BOC T.C.B.

Put away those cowbells and show the Blue Oyster Cult some respect

Aug 13, 2003 at 4:00 am
There comes a moment in every Sonic Youth show when guitarists Thurston Moore and Lee Ranaldo attack each other with their guitars, fencing with the necks and unleashing huge gouts of feedback at each parry and slash. This six-string sword fighting creates an explosion of sound that underscores SY's cool, graphically demonstrating the clashing of their highbrow song structure with rock & roll's lowbrow "loudfastrules" aesthetic, and it is lifted entirely from the stage show of Blue Oyster Cult. But if you're going to steal, steal from the best.

Scoff if you like, ridicule their obscure lyrics and enigmatic album titles (OK, Club Ninja is weak, but Workshop of the Telescopes is an evocative gem), make the obligatory cowbell jokes (damn you, Will Ferrell), but Blue Oyster Cult are pioneering alchemists (almost worthy of a BOC album title, that) in the struggle to elevate rock from the "boy-meets-girl, girl-tramples-heart-and-groin" trope while retaining the visceral elements that make rock roll. Guitarist Buck Dharma has composed some of the nastiest, hookiest riffs in history, and they churn along under insightful meditations on mortality, man's role in the vast universe and, uh, Japanese sci-fi monsters.

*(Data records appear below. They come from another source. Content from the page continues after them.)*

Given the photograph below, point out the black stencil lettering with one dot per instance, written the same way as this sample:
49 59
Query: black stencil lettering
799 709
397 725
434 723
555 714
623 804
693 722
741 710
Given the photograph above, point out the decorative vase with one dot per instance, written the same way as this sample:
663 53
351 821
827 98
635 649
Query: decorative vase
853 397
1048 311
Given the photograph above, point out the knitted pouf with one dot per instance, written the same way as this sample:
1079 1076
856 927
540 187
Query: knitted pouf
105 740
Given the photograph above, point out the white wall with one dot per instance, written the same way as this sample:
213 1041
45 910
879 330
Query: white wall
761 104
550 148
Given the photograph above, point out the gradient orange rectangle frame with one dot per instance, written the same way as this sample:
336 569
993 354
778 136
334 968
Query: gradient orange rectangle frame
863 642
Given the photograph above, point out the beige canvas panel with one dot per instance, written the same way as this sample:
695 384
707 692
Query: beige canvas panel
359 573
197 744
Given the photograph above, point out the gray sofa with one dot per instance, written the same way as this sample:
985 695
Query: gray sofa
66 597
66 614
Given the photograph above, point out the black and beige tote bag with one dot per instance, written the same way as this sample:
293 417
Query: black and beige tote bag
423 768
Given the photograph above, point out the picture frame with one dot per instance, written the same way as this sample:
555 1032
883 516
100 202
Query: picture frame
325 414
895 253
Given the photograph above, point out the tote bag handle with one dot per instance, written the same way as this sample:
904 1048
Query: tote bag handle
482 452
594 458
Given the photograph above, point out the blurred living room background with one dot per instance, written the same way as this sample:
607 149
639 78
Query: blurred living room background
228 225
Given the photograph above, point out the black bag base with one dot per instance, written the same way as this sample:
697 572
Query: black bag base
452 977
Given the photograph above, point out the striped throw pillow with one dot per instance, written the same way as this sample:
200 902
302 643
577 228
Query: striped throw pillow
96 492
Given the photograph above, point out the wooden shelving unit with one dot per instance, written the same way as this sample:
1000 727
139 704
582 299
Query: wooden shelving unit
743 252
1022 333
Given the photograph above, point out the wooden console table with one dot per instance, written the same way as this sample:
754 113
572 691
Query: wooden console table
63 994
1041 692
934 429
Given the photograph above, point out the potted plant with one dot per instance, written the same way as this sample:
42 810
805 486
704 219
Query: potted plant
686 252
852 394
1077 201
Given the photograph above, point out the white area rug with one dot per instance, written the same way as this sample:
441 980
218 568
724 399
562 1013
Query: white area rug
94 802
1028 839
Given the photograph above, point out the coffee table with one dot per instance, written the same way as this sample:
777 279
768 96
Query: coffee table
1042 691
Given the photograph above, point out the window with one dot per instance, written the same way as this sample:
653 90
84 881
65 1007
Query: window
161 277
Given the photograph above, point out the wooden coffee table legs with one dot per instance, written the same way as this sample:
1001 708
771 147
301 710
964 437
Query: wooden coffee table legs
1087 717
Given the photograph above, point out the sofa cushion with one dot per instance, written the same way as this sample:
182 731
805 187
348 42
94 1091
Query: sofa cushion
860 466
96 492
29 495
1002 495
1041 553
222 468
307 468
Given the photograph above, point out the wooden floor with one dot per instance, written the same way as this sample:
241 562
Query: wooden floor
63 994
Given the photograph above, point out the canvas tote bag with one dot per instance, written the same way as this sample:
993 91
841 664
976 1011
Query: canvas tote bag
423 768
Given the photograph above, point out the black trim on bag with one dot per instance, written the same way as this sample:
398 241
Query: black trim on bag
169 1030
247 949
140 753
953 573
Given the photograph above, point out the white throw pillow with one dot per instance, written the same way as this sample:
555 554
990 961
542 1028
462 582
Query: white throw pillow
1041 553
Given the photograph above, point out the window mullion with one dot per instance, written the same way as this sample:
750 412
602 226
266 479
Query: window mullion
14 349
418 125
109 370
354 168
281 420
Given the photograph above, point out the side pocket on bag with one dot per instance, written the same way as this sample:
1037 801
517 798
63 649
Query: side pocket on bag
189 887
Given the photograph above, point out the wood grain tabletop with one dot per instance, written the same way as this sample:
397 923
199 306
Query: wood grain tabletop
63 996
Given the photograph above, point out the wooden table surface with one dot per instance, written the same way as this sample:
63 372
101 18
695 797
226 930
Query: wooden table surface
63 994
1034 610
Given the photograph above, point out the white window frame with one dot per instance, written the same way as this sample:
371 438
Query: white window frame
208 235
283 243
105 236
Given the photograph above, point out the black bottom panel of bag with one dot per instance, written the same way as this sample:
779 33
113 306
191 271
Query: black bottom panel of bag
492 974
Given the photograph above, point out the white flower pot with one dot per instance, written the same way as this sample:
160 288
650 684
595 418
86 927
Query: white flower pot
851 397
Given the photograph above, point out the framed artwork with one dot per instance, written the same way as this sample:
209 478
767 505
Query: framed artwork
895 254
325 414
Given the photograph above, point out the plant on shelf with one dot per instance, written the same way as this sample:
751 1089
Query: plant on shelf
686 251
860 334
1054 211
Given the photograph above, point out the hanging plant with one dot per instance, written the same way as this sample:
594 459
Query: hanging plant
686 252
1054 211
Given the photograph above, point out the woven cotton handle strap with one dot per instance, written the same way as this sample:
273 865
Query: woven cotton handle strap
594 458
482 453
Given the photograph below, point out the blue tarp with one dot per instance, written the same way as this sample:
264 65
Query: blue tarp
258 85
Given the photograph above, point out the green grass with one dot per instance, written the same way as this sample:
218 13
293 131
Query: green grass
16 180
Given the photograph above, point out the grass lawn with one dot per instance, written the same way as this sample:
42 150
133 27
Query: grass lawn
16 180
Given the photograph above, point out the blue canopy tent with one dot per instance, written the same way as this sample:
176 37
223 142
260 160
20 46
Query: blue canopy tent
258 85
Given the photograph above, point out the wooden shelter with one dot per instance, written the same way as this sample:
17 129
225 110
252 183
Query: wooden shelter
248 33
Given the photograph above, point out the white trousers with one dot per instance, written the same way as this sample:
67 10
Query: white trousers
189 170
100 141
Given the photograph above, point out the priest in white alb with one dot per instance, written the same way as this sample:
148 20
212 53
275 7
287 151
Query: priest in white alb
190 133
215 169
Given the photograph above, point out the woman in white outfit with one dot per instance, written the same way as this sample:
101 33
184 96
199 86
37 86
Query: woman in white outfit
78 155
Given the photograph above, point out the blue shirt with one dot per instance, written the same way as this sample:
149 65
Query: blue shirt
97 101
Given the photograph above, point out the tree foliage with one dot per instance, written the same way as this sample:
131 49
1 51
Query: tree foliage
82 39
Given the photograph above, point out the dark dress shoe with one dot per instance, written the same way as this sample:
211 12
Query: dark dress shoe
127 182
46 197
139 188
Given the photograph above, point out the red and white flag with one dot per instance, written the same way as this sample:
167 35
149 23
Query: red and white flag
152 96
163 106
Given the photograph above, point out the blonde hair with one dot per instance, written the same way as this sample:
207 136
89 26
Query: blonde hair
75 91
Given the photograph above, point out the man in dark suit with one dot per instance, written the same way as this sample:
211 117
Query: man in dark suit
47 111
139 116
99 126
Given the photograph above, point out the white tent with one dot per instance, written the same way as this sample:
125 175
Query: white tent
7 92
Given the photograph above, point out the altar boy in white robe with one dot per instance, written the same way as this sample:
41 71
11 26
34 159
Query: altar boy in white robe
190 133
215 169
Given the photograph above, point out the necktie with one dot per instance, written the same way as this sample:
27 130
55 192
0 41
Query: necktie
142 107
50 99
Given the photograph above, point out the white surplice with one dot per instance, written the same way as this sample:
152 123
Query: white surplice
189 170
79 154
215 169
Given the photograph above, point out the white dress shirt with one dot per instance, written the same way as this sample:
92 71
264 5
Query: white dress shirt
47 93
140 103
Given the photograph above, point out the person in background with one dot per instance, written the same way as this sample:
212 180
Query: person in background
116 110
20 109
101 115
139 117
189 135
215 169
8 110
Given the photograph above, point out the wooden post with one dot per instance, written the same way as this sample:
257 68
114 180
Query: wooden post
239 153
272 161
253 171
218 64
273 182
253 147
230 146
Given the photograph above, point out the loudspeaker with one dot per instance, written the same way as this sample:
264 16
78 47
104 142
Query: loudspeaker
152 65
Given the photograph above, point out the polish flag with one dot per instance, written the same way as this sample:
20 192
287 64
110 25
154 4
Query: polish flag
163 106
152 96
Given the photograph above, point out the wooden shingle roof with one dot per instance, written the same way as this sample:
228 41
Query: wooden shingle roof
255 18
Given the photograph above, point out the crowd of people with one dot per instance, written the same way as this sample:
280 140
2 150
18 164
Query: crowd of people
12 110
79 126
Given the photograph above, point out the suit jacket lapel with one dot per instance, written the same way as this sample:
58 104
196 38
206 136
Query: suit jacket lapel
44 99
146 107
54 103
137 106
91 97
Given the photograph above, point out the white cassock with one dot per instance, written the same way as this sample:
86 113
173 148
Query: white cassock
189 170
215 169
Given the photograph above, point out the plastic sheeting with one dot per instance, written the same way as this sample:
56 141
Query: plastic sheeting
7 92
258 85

It is BOC's melding of the rarefied and the earthy that make them brilliant. Sometimes they overreach, wandering into unknown lyrical territories that mystify even the most zealous of their cult, but for every abstruse miss, there is a satisfying below-the-belt hit, a "Seven Screaming Diz-Busters" or a "Cities on Flame With Rock and Roll." To aid them in their balancing of the cosmic scales, BOC have recruited disparate writers as lyricists: meta-critic Richard Meltzer, science-fiction theorist Michael Moorcock and New York poet Jim Carroll have all collaborated with the Cult at various times, with varying degrees of success. But for BOC, success is not always the goal. It is the endless journey that concerns them and continues to draw fans to their dark altar.